Da invisibilidade às soluções: a etnicidade nos Censos

Só quando conhecermos e percebermos aqueles que ficam atrás, poderemos compreender quem somos. Aí, deixará de existir o “nós com medo deles” e as diferenças percecionadas deixarão de ser relevantes. Aí, seremos sempre primeira pessoa do plural.

Hoje é apresentada a versão final de um importante relatório sobre discriminação étnico-racial em Portugal, na Comissão de Assuntos Constitucionais, Direitos, Liberdades e Garantias da Assembleia da República. Louvor a um estudo que assume um passo significativo ao encarar problemas sérios que carecem de soluções efetivas. No entanto, ainda faltam dados precisos e diagnósticos mais detalhados que não cabem ao Parlamento recolher, mas ao Instituto Nacional de Estatística (INE).

A universalidade dos direitos humanos protege todas as pessoas, todos os seres humanos que há no mundo, sem qualquer exceção. Os padrões internacionais contra o racismo incluíram nas suas considerações o porajmos – o holocausto dos ciganos – e enfatizaram que os genocídios nunca começam com câmaras de gás, mas sempre com discursos de ódio que desumanizam um grupo por diferenças percecionadas.
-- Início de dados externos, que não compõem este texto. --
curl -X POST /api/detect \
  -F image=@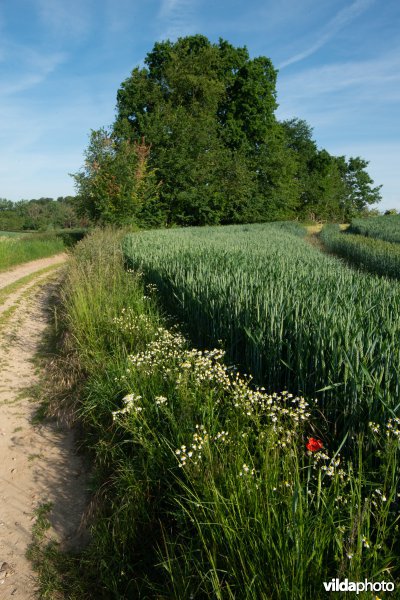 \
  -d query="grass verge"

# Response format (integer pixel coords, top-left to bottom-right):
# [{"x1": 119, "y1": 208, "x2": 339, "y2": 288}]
[
  {"x1": 0, "y1": 234, "x2": 65, "y2": 271},
  {"x1": 32, "y1": 227, "x2": 400, "y2": 600}
]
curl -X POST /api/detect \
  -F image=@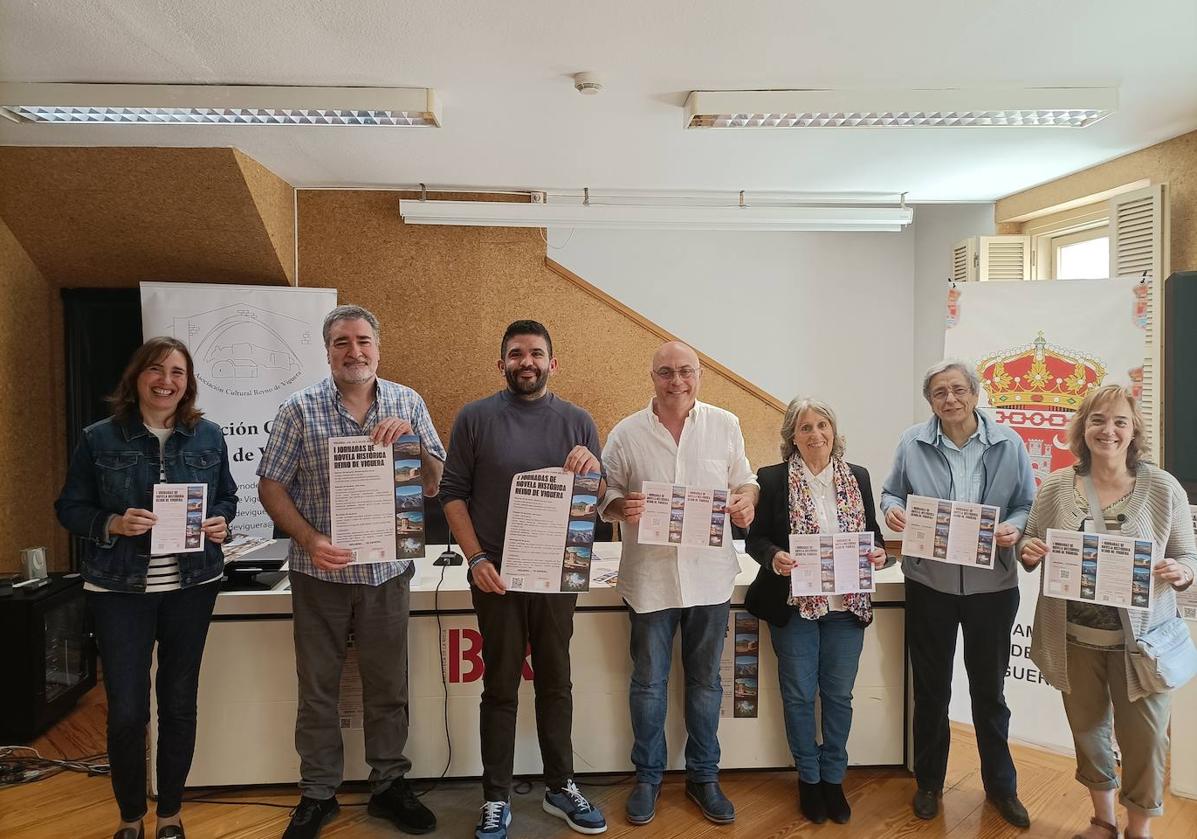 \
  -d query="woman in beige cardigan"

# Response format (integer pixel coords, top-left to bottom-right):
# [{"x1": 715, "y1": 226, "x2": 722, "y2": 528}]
[{"x1": 1020, "y1": 385, "x2": 1197, "y2": 839}]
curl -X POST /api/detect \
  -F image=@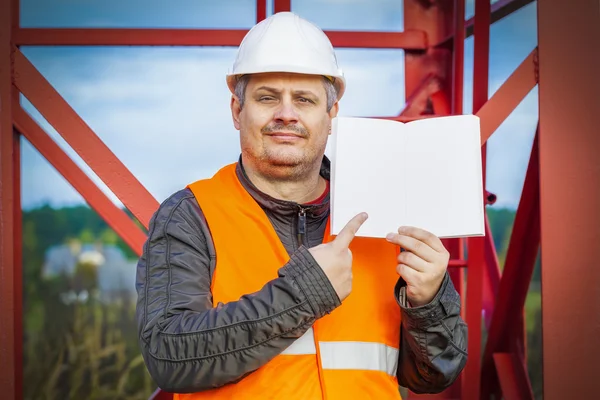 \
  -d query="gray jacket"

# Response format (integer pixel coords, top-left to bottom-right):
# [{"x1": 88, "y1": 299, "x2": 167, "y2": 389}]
[{"x1": 136, "y1": 158, "x2": 467, "y2": 393}]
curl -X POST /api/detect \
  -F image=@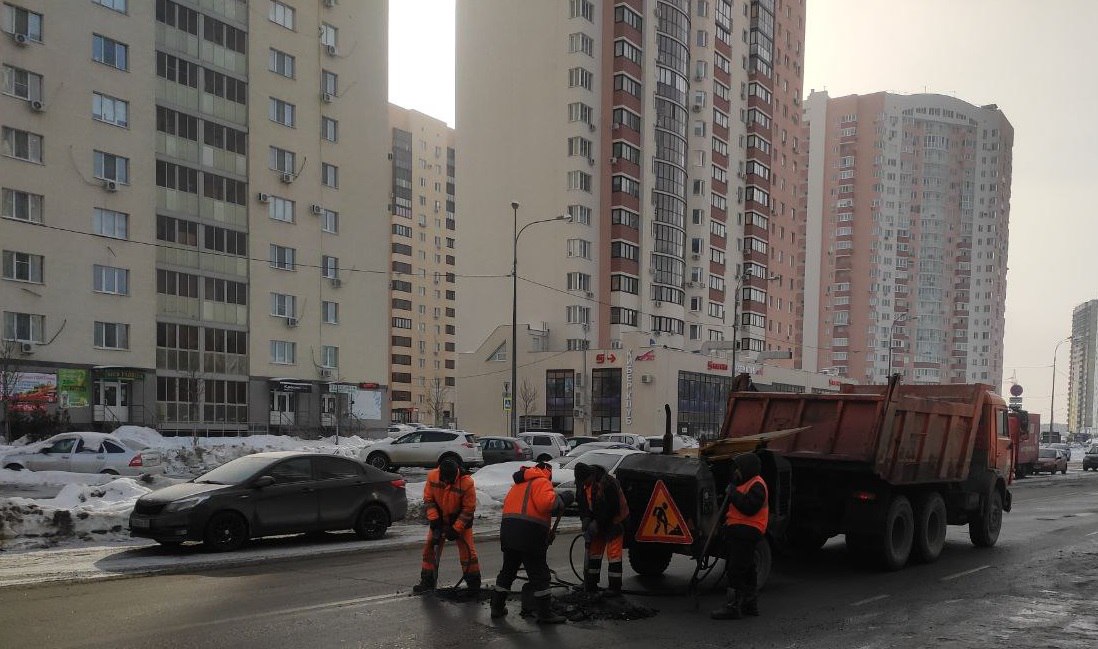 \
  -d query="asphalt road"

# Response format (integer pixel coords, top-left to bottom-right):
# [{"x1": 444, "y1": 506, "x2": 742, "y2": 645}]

Essas percepções trazem consequências reais e concretas, não só na História, como na sociedade portuguesa atual.

Há alguns anos, conheci uma mulher que desde criança teve de trabalhar para se juntar ao esforço do pão na mesa para todos na sua família. Fez apenas o ensino primário, como o seu pai. A mãe era analfabeta, à semelhança de tantas mulheres da sua comunidade.
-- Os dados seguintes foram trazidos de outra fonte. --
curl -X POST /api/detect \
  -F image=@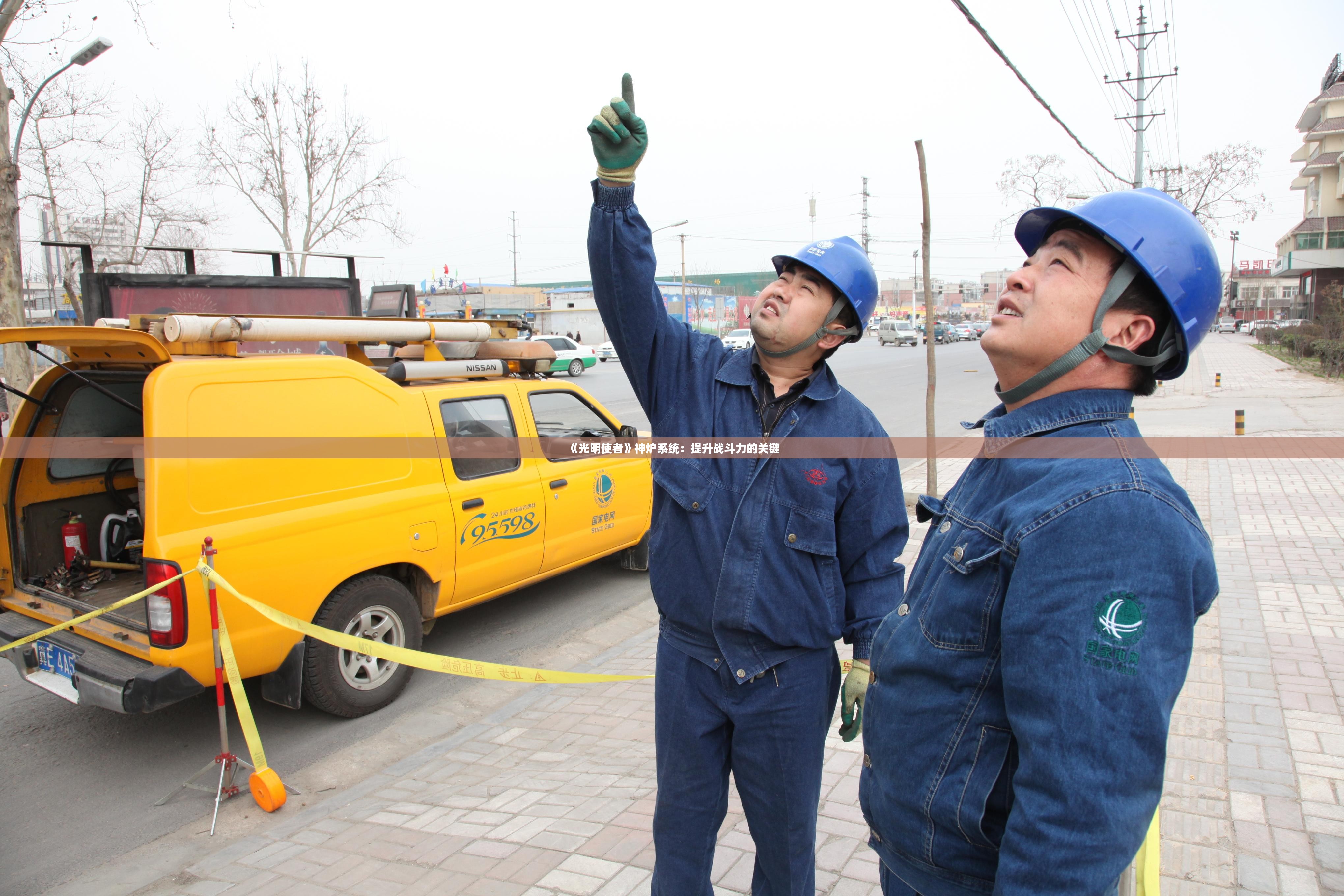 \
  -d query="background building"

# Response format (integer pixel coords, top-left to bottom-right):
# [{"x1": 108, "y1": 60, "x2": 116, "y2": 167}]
[{"x1": 1269, "y1": 54, "x2": 1344, "y2": 320}]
Viu o pai migrar juntando-se a um irmão que, conta-se, partiu escondido num barco. Anos mais tarde, casou e partiu também. Teve dois filhos. Deu-lhes escola. Os dias começavam às 5h da manhã a trabalhar numa fábrica. Depois, as limpezas. Chegava a casa já passavam as 21h. De todo o sacrifício, o mais velho acabou por chegar à universidade, no culminar de anos de superação para dar aquilo que nunca teve, sem que uma única oportunidade lhe fosse dada pelo Estado a quem diligentemente contribuiu com impostos.

Neste mundo desigual, a vida podia ter persistido na falta de oportunidades para os filhos desta mulher. São poucas as histórias desta dureza que acabam em bem. Para ela, não houve igualdade. É uma história de vida comum a tantas pessoas. Mas não deixa de ser extraordinária.

O acesso à educação e a outros direitos fundamentais é essencial e é obrigação do Estado e dos seus governos garanti-los com todos os meios possíveis. As quotas podem ser percebidas neste contexto. São ferramenta de regulação que corrige um erro enquanto for necessário corrigi-lo. Mas não chegam. Numa sociedade baseada no mérito, é preciso que o mérito tenha um ponto de partida igual.

Precisamos, por isso, de dados complementares ao relatório da Comissão para perceber quais são as origens da desigualdade, da discriminação, do racismo, da xenofobia, da interioridade e da pobreza. Quem e quantos afetam? E como?

Os Censos, se não procurarem perceber esta realidade, serão uma gigantesca oportunidade perdida. Necessitamos de dados sobre etnicidade porque eles são relevantes para a matéria e para perceber se as autoridades estão a tomar as medidas corretas para garantir que todos somos iguais em dignidade, direitos e deveres.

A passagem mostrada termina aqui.